The Flying Book

by David Blatner

  The airline later discovered that a series of bizarre errors by the pilots and ground crew, and computer malfunctions caused the airplane to be loaded with 9,144 kilograms of jet fuel—about half the amount required to reach their destination.

  So what happens when all the engines go out? The jet airplane becomes a very large, very expensive glider. The 767 can glide about eleven miles forward for each mile it loses in altitude, but that still only afforded flight 143 about fifteen minutes in the air. Unfortunately, the onboard electronic and hydraulic equipment requires engine power, so the cockpit controls went dark and the flight instruments became very difficult to manage.

  But remember that there are always multiple backup systems in an airplane. In this case, the 767 was fitted with a Ram Air Turbine (RAT), which uses a propeller to provide electrical power: The RAT automatically lowers from the belly of the airplane, and the wind rushing by turns the propeller, which runs a small generator. This system offered just enough hydraulic pressure to move the control surfaces on the wings and tail.

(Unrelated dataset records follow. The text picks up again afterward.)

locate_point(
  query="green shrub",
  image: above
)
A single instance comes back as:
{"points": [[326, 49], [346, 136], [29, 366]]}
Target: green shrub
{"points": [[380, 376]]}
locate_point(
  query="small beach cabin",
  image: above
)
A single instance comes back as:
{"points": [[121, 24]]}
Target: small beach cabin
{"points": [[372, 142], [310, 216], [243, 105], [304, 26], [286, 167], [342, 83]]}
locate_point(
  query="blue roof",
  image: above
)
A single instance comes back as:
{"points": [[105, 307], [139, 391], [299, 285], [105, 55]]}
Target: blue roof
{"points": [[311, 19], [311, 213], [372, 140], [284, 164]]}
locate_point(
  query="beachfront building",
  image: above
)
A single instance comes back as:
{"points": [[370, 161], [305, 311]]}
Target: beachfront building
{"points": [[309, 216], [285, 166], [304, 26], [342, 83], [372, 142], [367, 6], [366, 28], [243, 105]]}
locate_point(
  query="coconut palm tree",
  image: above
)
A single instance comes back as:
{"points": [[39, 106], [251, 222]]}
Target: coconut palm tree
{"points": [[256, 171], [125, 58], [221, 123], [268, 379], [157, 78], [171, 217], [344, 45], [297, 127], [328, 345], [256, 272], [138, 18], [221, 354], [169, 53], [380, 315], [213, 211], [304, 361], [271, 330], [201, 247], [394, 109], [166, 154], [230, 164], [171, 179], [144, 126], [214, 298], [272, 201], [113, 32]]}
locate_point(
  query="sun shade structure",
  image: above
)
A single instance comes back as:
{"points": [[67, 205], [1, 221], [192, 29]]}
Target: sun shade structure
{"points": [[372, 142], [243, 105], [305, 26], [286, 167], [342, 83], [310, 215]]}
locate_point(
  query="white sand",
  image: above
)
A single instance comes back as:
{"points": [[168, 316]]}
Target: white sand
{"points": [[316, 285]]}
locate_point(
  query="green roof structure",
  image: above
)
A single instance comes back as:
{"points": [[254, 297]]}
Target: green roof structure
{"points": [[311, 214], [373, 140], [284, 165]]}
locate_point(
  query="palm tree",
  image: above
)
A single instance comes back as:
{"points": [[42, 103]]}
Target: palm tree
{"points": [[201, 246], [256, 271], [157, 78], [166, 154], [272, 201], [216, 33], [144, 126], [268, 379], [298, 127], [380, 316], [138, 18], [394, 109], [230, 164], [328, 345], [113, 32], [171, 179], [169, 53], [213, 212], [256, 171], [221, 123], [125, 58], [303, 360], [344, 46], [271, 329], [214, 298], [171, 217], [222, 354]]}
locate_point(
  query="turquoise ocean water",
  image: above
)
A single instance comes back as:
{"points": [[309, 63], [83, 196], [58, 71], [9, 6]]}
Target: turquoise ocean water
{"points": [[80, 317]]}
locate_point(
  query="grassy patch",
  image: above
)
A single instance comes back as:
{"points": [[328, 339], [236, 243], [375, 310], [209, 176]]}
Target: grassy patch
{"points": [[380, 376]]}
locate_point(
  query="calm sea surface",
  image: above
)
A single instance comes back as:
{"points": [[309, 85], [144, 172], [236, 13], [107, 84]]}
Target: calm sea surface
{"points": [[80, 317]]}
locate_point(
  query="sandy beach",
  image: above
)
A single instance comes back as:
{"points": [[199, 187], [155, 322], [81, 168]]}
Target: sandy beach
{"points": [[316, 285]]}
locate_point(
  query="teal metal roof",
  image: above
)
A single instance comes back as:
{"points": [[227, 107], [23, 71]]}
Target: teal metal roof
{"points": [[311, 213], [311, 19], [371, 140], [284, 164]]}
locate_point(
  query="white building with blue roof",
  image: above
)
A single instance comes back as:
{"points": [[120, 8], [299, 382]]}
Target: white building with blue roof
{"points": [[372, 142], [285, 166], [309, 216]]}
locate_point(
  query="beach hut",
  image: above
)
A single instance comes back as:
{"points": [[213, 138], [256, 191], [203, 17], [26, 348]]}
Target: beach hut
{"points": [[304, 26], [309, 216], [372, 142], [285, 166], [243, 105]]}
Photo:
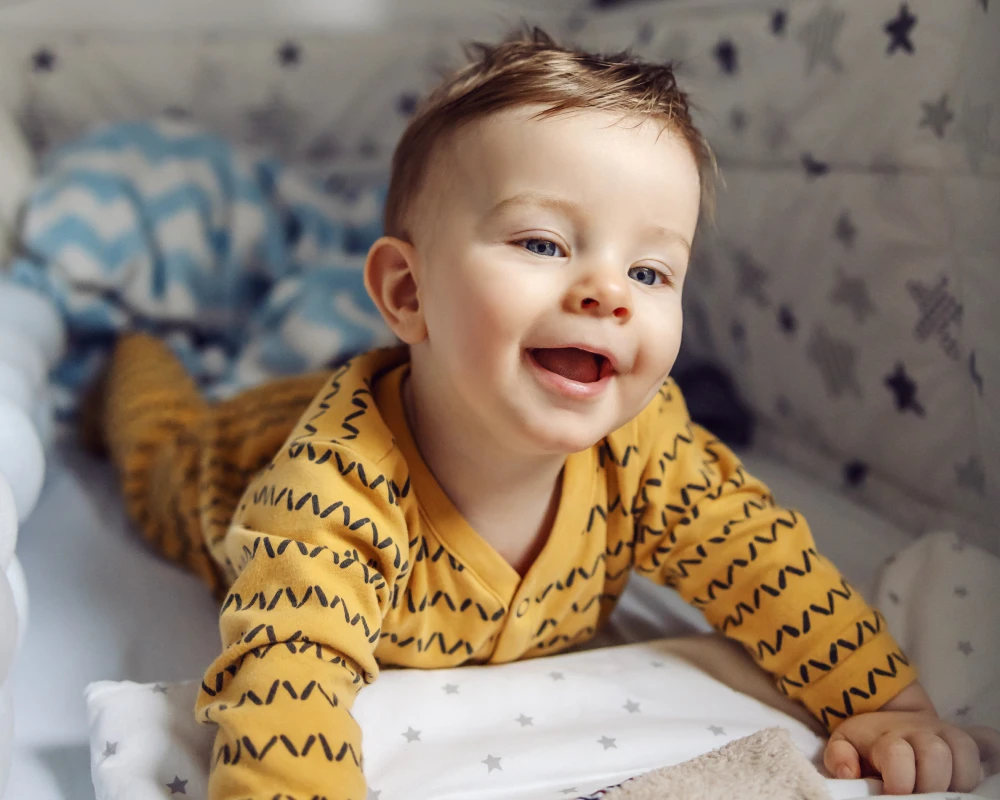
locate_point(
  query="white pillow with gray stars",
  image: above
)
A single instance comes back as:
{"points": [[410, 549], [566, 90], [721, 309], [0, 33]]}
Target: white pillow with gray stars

  An aircraft built for gliding (soaring) typically has about a 60-to-1 glide ratio—it will glide 60 feet forward for each foot it descends. Most commercial jet aircraft have approximately a 15-to-1 glide ratio. That is, an airplane flying at 35,000 feet can glide about 525,000 feet (about 100 miles, or 160 km).

  As the 767 glided over the vast Canadian heartland, the pilots calculated that the only airport within their range was the decomissioned Royal Canadian Air Force Base in Gimli, on the west shore of Lake Winnipeg. However, neither the pilots nor air traffic control knew that the airport’s primary runway was now being used for auto racing. Worse, July 23 was the Winnipeg Sport Car Club’s “family day,” and dozens of parents had parked their cars and campers outside the edges of the runway to watch their children race go-carts on the straightaway.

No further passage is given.